A regra e o justo – o lugar da religião

João Manuel Correia Duque

Presidente da Universidade Católica Portuguesa de Braga

In Revista TER 23

É já uma banalidade afirmar que o ser humano é um animal social. Mas não é menos verdade, por ser banal. É claro que não se trata de um modo instintivo, automático, dito natural, de estar inserido em sociedade, como se cada sujeito fosse apenas um nó na engrenagem do todo social e omnipotente. A compreensão do sujeito humano como sujeito de liberdade pessoal implica compreender a sua inserção social como processo dinâmico – por vezes tensional – entre pura realização de regras e exercício de liberdade em relação às mesmas regras (dimensões que não estão necessariamente em contradição, já que posso respeitar regras livremente). Nesse sentido, cada sujeito humano não é apenas o resultado do cumprimento de normas sociais – nem apenas o resultado de decisões e comportamentos individuais – mas a combinação complexa destas duas dimensões, sem ser possível determinar qual está em primeiro lugar. A próprias regras, aliás, nasceram da elaboração humana, por isso de decisões pessoais, mesmo que em muitos casos não consigamos determinar quando e como isso aconteceu (como acontece com as regras da linguagem, protótipo da própria pertença social de cada sujeito). O “contrato social” não é historicamente identificável.

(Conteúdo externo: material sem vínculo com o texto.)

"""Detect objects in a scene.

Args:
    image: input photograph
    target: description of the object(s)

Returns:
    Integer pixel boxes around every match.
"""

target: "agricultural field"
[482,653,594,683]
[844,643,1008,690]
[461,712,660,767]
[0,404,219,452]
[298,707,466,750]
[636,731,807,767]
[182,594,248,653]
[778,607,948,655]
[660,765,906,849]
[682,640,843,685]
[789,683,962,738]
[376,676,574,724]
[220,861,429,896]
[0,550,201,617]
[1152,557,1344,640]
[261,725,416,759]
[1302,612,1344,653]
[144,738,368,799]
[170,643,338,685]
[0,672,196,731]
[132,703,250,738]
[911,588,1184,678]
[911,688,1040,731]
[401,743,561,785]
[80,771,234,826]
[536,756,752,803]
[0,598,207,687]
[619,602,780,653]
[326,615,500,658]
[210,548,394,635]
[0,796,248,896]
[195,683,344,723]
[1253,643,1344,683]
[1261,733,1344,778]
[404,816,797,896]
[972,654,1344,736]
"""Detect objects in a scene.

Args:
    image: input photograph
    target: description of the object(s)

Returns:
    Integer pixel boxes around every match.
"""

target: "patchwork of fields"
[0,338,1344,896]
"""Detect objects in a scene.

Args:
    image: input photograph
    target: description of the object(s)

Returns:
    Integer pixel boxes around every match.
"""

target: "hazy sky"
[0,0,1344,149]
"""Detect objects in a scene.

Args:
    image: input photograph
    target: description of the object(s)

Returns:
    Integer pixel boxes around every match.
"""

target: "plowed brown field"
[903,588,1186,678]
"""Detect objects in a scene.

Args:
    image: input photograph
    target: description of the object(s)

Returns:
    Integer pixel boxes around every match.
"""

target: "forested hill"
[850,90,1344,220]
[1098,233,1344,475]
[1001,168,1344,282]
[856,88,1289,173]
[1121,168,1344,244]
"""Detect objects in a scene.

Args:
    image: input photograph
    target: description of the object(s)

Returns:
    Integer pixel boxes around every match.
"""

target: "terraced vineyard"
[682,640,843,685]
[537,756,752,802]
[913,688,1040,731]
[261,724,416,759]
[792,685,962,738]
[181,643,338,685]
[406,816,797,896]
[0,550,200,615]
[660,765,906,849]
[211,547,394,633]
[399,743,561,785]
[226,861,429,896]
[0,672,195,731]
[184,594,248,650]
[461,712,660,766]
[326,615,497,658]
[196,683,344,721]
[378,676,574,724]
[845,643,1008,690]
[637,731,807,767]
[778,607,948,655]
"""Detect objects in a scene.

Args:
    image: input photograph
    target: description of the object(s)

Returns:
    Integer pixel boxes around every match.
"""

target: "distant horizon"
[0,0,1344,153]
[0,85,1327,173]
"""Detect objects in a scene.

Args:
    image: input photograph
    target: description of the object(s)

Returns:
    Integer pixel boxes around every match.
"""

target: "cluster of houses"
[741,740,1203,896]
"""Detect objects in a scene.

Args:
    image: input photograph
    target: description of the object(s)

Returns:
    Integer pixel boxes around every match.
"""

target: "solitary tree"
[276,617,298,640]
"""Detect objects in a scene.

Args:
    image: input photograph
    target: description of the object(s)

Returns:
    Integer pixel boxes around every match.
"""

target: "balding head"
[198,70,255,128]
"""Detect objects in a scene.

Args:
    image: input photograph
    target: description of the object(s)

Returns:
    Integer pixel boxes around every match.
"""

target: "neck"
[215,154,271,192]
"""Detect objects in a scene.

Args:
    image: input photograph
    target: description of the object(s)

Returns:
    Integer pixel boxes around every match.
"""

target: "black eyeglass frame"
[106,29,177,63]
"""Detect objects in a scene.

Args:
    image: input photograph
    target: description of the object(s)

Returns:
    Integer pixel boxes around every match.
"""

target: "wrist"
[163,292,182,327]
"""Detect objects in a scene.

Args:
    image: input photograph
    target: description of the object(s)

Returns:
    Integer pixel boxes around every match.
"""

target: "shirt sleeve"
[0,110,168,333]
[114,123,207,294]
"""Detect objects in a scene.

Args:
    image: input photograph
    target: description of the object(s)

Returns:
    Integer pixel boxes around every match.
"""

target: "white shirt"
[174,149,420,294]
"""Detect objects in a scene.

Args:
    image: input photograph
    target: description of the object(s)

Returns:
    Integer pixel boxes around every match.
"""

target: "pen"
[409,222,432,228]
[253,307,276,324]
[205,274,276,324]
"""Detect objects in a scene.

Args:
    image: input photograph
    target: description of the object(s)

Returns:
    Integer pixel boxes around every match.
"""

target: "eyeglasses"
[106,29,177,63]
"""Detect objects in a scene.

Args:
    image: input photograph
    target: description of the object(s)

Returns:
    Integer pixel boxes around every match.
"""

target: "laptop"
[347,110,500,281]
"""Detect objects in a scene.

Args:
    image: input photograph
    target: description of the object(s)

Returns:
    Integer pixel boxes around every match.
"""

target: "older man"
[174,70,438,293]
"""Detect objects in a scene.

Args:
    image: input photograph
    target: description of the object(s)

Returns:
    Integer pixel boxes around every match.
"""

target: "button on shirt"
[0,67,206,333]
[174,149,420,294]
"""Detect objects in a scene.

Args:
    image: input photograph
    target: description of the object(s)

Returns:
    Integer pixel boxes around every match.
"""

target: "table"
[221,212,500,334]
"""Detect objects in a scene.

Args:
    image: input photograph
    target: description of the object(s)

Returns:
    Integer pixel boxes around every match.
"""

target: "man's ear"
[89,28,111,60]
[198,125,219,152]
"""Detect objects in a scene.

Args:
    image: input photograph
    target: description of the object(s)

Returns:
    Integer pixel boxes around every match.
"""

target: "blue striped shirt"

Ora, a questão mais funda, que se levanta na consideração de todo este processo, é a de identificar as razões que levam à construção de regras, ao seu respeito – por decisão individual – e às vezes ao seu desrespeito – também por decisão individual. De um modo genérico, poderíamos dizer que a resposta a esta questão nos levará ao problema da justiça. Ou seja, os humanos agem – respeitando ou desrespeitando regras – de acordo com o que consideram ser justo. A própria elaboração de regras de conduta pressupõe que estas correspondam ao que determinada sociedade considera ser justo. Mas é precisamente na relação entre o que se considera ser justo e as regras da sua aplicação que, por vezes, o justo exige o desrespeito das regras, originando um novo modo de comportamento, considerado mais justo – e que, no caso de se afirmar socialmente, se pode transformar em nova regra, corretora da anteriormente violada.

Não é fácil definir o que seja a religião. Mas poderíamos considerar, sem entrar em muitos pormenores, que todas as religiões vivem na permanente tensão entre a regra e a justiça. De um modo geral, aquilo que uma religião considera como Deus ou divindade, constitui para os respetivos fiéis o fundamento universal da própria justiça. Algumas religiões – ou algumas versões da religião – consideram que esse fundamento é o autor direto das próprias regras, sejam regras rituais sejam regras de conduta. Nesse caso, a obediência à justiça, pela obediência ao seu fundamento, passa pelo cumprimento rigoroso dessas regras, sem mais. Trata-se de religiões – ou de modos de ser religioso – ritualistas ou legalistas. Ser religioso significaria simplesmente respeitar essas regras e o seu desrespeito significaria, por seu turno, completa infidelidade.

Mas há tradições religiosas e interpretações do religioso que, embora considerem as regras marcos importantes na aplicação do que é justo (daquilo que Deus “quer”, noutra nomenclatura), consideram haver sempre um certo desajuste entre a regra concreta e a justiça, como sua orientação. Nesse âmbito, a obediência à justiça, inspirando-se em Deus, pode implicar desobediência à regra, precisamente como obediência a Deus. Normalmente, considera-se ser a consciência o lugar onde se pode perceber o critério de definição do que será justo, para se poder avaliar da adequação ou não à regra.

Como as regras de conduta são sempre o resultado de uma adaptação da justiça a condições de lugar e de tempo muito específicas, é normal que elas não esgotem a realização da justiça. Deus, fonte da justiça, é sempre maior do que todas a aplicações em forma de regra. Nesse sentido, na perspetiva do religioso – que é a perspetiva do fundamento das coisas, e não apenas da sua aplicação parcial – a regra está sempre sujeita a comprovação e a transformação. O dinamismo religioso implica sempre alguma superação da regra, pois é sempre excessivo em relação a qualquer regra.

Por outro lado, a nossa constituição histórica, situada sempre numa cultura e num leque de relações sociais, implica a organização da justiça – daquilo que deve ser feito – em regras de conduta. Por isso, não pode existir uma atividade religiosa sem regras de conduta, seja do ponto de vista ético, seja do ponto de vista ritual. Diríamos então que a religião é um campo privilegiado para a relação dinâmica entre a regra e a sua superação – entre o justo e a sua aplicação possível. Nela revela-se a própria condição humana, como permanente procura da justiça, nas suas incarnações possíveis, que são as regras que vamos formulando, que vamos cumprindo e que vamos superando.